COPYRIGHT AND LICENCE
=====================

This suite of programs is free software; you can redistribute it and/or
modify it under the terms of the GNU General Public License as published by the
Free Software Foundation; either version 2 of the License, or (at your option) 
any later version.

This program is distributed in the hope that it will be useful, but WITHOUT ANY
WARRANTY; without even the implied warranty of MERCHANTABILITY or FITNESS FOR A
PARTICULAR PURPOSE.  See the GNU General Public License for more details.

You should have received a copy of the GNU General Public License along with 
this program; if not, write to the Free Software Foundation, Inc., 59 Temple 
Place - Suite 330, Boston, MA  02111-1307, USA.

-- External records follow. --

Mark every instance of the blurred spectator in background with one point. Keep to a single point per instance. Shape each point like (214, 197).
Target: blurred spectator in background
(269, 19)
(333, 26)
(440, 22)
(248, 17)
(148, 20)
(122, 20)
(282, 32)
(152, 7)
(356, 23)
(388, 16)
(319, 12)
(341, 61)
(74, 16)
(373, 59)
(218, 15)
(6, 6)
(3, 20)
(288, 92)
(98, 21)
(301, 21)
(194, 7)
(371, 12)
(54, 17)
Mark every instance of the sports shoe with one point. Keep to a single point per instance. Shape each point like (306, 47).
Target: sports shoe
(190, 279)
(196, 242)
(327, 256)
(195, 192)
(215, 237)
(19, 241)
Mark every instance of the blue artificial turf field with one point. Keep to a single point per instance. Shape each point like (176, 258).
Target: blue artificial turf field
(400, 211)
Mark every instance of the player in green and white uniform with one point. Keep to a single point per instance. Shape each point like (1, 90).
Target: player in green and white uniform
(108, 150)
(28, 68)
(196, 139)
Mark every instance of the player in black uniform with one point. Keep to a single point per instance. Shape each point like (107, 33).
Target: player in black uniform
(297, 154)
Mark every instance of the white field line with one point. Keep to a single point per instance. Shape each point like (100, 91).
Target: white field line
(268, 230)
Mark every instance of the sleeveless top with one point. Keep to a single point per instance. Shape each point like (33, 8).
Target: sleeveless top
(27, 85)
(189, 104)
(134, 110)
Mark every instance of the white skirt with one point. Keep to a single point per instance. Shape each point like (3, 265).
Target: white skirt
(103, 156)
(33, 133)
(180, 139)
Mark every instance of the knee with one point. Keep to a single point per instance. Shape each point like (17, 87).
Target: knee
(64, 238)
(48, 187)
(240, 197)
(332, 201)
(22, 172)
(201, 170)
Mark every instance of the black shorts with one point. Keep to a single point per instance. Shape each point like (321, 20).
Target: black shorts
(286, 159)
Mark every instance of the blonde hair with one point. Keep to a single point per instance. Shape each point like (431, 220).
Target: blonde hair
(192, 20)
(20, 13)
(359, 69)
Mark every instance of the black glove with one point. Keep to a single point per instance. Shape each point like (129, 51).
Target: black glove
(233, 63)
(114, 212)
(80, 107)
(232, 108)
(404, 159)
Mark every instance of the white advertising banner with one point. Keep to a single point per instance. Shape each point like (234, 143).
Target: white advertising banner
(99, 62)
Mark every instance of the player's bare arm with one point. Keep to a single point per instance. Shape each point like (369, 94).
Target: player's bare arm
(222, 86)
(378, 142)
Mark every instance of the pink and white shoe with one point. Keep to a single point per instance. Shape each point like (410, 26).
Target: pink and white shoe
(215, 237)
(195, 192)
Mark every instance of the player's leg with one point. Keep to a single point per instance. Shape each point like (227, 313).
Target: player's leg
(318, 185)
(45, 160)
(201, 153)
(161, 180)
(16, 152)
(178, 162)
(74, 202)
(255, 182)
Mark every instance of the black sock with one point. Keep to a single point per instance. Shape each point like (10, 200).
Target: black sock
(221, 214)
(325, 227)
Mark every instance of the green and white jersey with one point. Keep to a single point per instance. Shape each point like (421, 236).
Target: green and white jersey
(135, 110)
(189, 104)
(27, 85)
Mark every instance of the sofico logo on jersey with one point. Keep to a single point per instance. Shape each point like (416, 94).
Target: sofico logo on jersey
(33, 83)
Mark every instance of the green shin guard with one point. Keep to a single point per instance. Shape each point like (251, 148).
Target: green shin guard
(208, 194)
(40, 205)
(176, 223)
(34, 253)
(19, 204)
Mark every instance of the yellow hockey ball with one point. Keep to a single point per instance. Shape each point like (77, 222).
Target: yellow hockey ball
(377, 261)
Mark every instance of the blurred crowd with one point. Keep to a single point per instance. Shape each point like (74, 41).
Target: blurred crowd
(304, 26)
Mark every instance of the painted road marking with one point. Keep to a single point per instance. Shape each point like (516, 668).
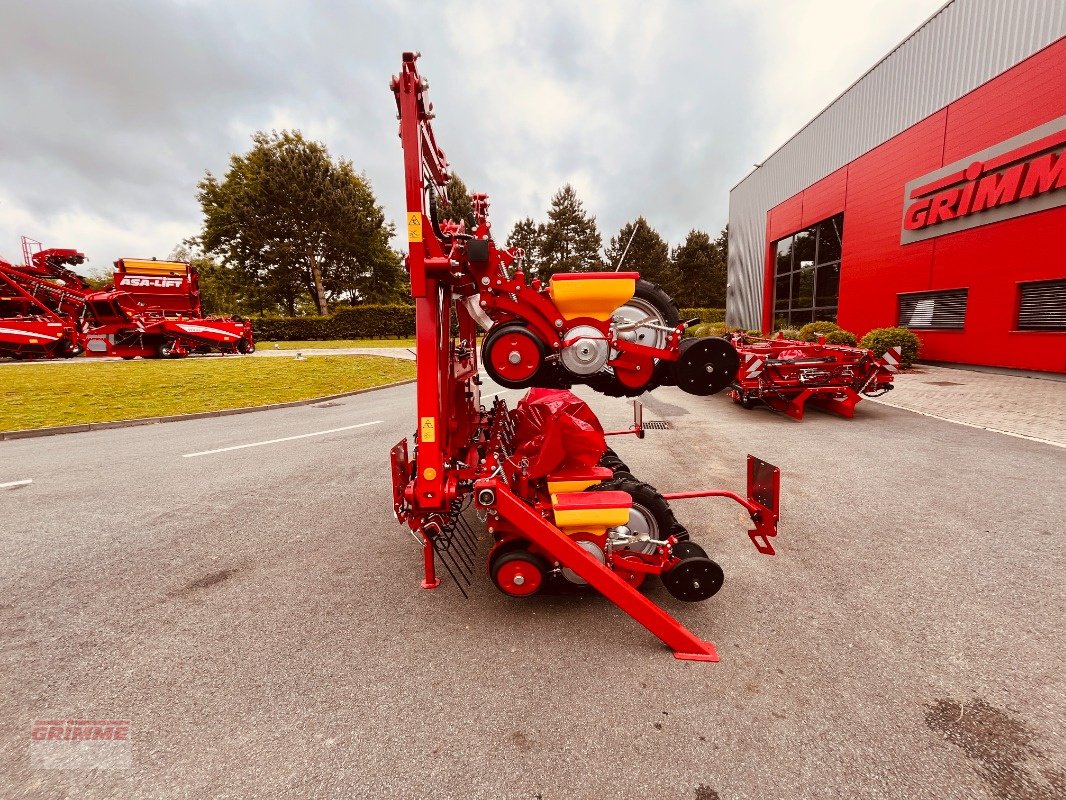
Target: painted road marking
(275, 441)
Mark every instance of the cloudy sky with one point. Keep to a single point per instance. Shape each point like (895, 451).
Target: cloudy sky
(113, 110)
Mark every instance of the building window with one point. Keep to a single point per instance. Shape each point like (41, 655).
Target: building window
(1043, 306)
(807, 274)
(934, 310)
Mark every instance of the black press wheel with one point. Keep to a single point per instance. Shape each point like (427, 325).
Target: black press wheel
(520, 573)
(694, 579)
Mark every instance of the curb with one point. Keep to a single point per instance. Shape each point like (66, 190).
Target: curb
(38, 432)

Note: The text of the GNU General Public License is provided in the file 
'GPL' that you should have received with this distribution. 

Copyright (C) 2003 Siddharth Patwardhan and Ted Pedersen

This library is free software; you can redistribute it and/or modify
it under the same terms as Perl itself. 



ACKNOWLEDGEMENTS
================

We would like to thank the following for their support and contribution
towards the development of this package. We thank Jason Rennie for his
QueryData package, the WordNet guys at Princeton for WordNet, Resnik,
Hirst, St. Onge, Jiang, Conrath, Lin, Leacock and Chodorow for their
algorithms and work on the relatedness measures. We also thank Bano
(Satanjeev Banerjee) for his work on the adapted lesk module.



REFERENCES
==========

(1) Leacock C. and Chodorow M. 1998. Combining local context and WordNet
    similarity for word sense identification. In Fellbaum 1998,
    pp. 265-283.

(2) Jiang J. and Conrath D. 1997. Semantic similarity based on corpus
    statistics and lexical taxonomy. In Proceedings of International
    Conference on Research in Computational Linguistics, Taiwan.

(3) Resnik P. 1995. Using information content to evaluate semantic
    similarity. In Proceedings of the 14th International Joint Conference
    on Artificial Intelligence, pages 448-453, Montreal.

(4) Lin D. 1998. An information-theoretic definition of similarity. In
    Proceedings of the 15th International Conference on Machine Learning,
    Madison, WI.

(5) Hirst G. and St-Onge D. 1998. Lexical Chains as representations of
    context for the detection and correction of malapropisms. In Fellbaum
    1998, pp. 305-332.

(6) Budanitsky A. and Hirst G. 2001. Semantic distance in WordNet: An
    experimental, application-oriented evaluation of five measures. In
    Workshop on WordNet and Other Lexical Resources, Second meeting of the
    North American Chapter of the Association for Computational
    Linguistics. Pittsburgh, PA.

(7) Fellbaum C., editor. WordNet: An electronic lexical database. MIT Press, 
    1998. 

(README: Last Updated 03/10/2003 -- Sid.)